On questions they're sick of hearing

"I get asked these questions a lot:

1. Oh, so you drink matte? (No. And not all Druze like it!) 

2. How come you do not use the letter ق (qaf) when you're talking? (Because not all of us talk this way, and it's more of a mountain thing than a Druze thing.) 

3. You're Druze, so you believe in reincarnation and the after life? (Well, yes and so do some around the world. It has [even] become a scientific theory that is yet to be proven.) 

4. Oh, so you do not marry anyone who is not Druze, right? (Well I don't know about the rest of us, but to me I'd have to say, yes it is true. I mean I don't think this applies on all of us, but I think the majority of us do agree.)" 

– Anonymous female, 22 years old 

"Can I get a copy of your mysterious holy book?  Why don't you guys eat mloukhiye? Do you all cut off organs? (True Story)." 

– Venus Kaassamani, 23 years old

"How do you pray? Is it true that you can't learn anything about your religion before you're 40?"  

– Tarek Nassreddine, 24 years old 

"Do you drink? How can someone be religious and drink? What happen if you don’t find a nice Druze guy? You will die alone? 

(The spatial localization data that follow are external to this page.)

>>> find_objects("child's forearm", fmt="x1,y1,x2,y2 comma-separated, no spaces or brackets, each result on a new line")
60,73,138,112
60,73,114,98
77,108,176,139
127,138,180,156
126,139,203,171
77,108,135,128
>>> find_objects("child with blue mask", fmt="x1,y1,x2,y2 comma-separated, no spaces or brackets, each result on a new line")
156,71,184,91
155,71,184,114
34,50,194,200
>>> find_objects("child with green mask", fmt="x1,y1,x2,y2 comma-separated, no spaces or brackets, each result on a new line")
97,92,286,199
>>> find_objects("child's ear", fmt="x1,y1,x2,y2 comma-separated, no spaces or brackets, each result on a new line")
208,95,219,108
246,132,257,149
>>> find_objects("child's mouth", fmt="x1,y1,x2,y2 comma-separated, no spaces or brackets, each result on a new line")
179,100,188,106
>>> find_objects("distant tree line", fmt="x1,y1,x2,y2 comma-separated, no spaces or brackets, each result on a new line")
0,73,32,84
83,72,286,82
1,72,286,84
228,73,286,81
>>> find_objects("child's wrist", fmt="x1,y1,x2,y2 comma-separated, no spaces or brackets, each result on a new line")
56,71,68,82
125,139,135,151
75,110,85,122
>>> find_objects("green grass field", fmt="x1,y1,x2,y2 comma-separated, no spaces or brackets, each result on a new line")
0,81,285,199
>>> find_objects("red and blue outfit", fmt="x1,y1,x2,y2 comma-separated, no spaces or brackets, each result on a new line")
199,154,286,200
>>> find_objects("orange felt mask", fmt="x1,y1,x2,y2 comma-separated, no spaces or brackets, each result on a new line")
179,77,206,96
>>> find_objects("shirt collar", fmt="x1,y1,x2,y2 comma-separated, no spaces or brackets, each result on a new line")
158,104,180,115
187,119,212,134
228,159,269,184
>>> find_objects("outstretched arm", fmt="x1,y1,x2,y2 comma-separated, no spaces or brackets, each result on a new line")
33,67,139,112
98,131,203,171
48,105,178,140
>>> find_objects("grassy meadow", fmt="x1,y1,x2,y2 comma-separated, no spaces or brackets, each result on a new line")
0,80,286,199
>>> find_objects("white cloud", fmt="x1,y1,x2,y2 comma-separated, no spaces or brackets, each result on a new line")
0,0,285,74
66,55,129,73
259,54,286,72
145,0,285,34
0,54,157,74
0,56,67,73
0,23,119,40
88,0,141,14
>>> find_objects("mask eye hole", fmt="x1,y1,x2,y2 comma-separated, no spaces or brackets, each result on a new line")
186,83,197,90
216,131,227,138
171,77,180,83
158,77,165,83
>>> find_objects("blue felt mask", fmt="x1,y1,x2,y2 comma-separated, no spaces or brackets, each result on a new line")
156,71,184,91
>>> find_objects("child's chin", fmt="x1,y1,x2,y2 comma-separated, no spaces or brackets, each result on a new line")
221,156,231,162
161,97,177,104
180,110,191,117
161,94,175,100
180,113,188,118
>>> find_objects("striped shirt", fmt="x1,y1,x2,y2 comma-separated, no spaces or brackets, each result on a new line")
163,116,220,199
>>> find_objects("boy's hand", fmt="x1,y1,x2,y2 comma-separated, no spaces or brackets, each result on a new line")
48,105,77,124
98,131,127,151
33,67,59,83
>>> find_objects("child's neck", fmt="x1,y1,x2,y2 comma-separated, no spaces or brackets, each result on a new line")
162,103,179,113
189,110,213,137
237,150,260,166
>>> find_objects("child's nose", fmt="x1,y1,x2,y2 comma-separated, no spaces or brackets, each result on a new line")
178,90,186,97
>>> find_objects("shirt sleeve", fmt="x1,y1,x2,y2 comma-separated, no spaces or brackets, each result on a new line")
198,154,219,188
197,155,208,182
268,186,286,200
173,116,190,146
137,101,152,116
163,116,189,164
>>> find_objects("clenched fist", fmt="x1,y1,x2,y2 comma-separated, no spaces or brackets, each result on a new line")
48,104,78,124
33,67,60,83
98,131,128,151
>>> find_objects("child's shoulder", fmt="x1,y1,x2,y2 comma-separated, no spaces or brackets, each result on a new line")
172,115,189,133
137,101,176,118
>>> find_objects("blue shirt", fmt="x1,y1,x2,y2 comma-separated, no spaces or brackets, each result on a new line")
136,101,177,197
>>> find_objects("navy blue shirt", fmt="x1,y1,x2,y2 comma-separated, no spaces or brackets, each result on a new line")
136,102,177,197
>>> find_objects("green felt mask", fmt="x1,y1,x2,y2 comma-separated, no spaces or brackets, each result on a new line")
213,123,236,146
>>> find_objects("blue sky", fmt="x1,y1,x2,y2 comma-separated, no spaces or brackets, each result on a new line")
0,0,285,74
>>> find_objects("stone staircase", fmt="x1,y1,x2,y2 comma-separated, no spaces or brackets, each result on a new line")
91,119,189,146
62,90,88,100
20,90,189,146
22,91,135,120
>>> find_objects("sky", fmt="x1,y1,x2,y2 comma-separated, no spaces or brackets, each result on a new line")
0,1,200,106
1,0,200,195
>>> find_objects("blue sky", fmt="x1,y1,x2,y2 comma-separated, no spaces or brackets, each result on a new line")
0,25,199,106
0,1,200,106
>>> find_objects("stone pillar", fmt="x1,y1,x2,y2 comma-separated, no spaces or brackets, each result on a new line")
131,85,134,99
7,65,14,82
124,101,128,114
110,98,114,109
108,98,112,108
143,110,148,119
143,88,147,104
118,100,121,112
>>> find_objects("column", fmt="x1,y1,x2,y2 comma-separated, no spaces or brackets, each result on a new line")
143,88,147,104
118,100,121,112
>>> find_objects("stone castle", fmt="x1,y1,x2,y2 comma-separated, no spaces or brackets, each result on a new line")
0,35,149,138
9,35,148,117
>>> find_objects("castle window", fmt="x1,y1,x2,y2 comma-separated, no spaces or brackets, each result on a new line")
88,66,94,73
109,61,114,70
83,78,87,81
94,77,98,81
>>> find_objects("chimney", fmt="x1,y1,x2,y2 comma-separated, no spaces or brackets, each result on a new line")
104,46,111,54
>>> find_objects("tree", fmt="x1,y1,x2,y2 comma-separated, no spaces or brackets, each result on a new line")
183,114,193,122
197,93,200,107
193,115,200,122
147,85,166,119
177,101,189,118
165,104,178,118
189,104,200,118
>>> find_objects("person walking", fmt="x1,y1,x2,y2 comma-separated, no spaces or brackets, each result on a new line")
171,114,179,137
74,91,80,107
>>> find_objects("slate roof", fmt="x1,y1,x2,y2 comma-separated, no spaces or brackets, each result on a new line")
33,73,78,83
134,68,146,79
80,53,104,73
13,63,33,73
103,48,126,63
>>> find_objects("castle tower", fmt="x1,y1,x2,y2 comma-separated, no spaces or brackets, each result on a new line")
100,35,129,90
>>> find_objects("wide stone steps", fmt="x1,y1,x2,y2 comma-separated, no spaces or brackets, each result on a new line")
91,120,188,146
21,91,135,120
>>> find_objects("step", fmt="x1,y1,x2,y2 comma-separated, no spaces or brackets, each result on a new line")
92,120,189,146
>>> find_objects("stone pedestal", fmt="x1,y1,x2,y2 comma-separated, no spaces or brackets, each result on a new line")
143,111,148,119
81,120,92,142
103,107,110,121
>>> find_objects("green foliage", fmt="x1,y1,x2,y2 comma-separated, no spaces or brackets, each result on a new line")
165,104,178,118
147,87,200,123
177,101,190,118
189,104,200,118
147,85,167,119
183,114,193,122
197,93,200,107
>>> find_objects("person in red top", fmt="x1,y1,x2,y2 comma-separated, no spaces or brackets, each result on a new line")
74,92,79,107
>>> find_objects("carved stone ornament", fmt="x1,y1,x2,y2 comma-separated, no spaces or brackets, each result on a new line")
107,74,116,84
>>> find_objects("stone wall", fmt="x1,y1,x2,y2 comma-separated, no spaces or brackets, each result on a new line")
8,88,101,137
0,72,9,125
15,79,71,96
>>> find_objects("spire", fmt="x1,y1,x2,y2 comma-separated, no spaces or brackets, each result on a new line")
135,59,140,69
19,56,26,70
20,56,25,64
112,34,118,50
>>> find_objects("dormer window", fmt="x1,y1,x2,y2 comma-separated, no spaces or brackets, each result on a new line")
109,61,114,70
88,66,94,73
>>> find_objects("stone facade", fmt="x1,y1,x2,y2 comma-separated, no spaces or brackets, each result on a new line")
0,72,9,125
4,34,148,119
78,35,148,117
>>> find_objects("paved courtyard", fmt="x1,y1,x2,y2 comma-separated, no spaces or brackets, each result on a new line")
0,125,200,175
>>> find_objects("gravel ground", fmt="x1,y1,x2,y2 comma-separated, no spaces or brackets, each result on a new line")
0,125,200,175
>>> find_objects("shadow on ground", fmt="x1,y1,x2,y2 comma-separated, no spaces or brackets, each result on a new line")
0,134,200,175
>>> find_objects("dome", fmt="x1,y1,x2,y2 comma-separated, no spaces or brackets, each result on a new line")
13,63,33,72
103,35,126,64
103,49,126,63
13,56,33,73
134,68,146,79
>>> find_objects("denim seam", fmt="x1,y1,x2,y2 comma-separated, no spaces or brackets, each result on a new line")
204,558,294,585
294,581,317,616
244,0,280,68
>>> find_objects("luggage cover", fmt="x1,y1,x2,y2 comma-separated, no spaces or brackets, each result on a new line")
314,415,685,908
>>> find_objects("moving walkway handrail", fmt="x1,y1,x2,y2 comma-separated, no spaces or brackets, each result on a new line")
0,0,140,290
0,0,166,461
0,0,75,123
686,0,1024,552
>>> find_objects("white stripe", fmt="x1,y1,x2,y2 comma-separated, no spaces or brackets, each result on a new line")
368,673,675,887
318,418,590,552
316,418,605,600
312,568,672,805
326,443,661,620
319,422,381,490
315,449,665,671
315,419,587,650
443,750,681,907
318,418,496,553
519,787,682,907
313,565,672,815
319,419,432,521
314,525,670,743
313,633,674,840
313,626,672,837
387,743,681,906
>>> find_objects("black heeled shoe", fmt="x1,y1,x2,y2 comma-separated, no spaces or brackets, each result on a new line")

I met a Druze guy, and you are Druze too, that’s enough, I think you can start a relationship! Do you want me to introduce you?" 

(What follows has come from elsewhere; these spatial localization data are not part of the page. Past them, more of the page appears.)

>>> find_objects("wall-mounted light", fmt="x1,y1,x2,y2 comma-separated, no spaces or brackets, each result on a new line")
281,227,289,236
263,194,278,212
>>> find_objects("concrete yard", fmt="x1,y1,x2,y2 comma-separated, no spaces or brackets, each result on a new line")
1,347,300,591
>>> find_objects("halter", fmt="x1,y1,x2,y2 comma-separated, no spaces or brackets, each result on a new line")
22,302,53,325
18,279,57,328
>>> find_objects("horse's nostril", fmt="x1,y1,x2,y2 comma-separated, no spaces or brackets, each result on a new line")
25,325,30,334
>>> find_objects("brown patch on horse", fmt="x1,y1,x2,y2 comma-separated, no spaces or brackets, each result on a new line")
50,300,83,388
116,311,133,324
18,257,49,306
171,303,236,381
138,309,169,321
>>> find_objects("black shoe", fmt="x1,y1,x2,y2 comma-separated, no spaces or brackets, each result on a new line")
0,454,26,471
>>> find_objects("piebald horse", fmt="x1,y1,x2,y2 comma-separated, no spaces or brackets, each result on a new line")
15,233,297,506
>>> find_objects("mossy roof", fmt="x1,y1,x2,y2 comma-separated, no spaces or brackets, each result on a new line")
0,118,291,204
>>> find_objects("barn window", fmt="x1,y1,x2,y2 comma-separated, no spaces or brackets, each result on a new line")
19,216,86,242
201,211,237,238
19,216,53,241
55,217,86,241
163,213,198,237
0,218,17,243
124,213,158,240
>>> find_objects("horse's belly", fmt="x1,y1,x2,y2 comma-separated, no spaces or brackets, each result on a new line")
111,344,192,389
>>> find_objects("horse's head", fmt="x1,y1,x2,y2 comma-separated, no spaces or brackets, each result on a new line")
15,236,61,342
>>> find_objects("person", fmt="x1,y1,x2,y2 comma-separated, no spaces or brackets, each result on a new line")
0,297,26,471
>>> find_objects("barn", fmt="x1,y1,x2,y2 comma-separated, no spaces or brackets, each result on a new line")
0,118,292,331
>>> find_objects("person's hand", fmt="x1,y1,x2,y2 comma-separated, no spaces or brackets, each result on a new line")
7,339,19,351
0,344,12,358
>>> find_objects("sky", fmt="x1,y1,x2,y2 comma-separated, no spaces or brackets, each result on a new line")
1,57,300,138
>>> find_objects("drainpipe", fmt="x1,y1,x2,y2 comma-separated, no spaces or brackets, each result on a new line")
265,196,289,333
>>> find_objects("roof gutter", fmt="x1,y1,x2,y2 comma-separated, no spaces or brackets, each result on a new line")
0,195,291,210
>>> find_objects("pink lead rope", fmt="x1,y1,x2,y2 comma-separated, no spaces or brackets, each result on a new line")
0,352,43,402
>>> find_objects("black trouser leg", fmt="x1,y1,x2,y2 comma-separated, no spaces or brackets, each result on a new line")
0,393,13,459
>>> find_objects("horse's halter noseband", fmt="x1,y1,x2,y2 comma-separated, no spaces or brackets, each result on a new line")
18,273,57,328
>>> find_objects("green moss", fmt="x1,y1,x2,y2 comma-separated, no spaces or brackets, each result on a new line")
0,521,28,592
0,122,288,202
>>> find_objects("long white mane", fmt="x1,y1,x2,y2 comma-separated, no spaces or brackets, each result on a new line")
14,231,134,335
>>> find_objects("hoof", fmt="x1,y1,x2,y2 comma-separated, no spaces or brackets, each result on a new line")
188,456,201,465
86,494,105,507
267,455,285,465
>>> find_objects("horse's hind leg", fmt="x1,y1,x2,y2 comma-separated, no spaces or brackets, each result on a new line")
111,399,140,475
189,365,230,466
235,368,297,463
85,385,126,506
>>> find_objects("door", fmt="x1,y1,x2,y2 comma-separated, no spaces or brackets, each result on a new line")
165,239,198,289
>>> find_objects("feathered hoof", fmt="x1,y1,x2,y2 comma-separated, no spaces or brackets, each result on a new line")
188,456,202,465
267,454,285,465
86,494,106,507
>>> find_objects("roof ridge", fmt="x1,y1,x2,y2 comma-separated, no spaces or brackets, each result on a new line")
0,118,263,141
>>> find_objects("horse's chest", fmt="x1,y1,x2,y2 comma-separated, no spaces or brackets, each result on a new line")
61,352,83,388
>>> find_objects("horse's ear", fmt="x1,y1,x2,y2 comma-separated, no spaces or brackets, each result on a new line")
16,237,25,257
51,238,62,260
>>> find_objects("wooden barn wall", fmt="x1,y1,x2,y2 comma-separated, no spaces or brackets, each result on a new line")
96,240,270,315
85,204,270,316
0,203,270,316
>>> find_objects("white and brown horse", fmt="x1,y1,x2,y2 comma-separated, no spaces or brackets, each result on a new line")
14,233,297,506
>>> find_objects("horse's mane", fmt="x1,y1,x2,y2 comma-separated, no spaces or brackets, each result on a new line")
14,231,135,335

– Anonymous female, 26 years old 

On misconceptions

"The only thing that I don't like is that most of the people I meet think that Druze are closed minded, while they're not. At least the majority aren't. We're very intellectual. And the reason why Druze don't open up about their beliefs is because they don't want people to misinterpret their thoughts." 

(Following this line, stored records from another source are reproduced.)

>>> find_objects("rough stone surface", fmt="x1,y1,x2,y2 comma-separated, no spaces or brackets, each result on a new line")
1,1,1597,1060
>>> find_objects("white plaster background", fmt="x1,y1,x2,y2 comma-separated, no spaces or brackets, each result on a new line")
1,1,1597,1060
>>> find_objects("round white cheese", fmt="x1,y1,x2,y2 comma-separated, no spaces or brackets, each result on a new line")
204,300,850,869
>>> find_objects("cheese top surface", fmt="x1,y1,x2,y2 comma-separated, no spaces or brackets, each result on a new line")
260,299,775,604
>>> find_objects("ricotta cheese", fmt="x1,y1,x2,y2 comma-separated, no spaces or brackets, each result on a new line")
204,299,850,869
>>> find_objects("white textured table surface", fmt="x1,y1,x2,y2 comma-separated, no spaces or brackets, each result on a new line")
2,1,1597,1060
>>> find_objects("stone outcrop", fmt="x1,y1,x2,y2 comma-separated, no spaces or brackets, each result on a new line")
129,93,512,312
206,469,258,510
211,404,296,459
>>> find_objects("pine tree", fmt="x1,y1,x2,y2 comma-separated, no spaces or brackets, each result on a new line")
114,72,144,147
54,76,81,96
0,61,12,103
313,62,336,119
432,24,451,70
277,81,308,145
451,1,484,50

– Venus Kaassamani, 23 years old

"This one time, one of my friends in class [in school], they were talking about religion, and he was actually a good friend and he said: "Oh we always hear that Druze are like, really bad people."

But he used the word najis [impure], the word Muslims use for describing dogs as unclean. And everybody in the class turned their heads, as if to see what I would say." 

– Anonymous male, 25 years old

"About the stereotypes, some people said to me: 'Don’t you think you guys feel superior because it is not possible to convert?'  

Man, of course there are many arrogant Druze that feel superior ... but this is not exclusive to this religion. I mean, I think all the religions have people who feel proud of their religion and see themselves as superior. 

Everyone thinks that their God is the right one."

– Anonymous female, 26 years old 

"Some think that Druze are practically atheists [and that] they know nothing about their religion and do not pray. 

Religious Druze are very committed to their beliefs and prayers. If a person is not fully committed, then there is no point to pretend ... unlike some other people who do not comply throughout the year but become fully committed at some point." 

– Anonymous female, 22 years old 

On what they like about being Druze

"What I'd say is that being Druze is very fun, because you can't really expect what people think about you or your beliefs."

– Venus Kaassamani, 23 years old 

"I like tradition and history, but honestly the fact that you cannot convert is something that I don’t get. I am happy to see that the new generation is becoming more open about this."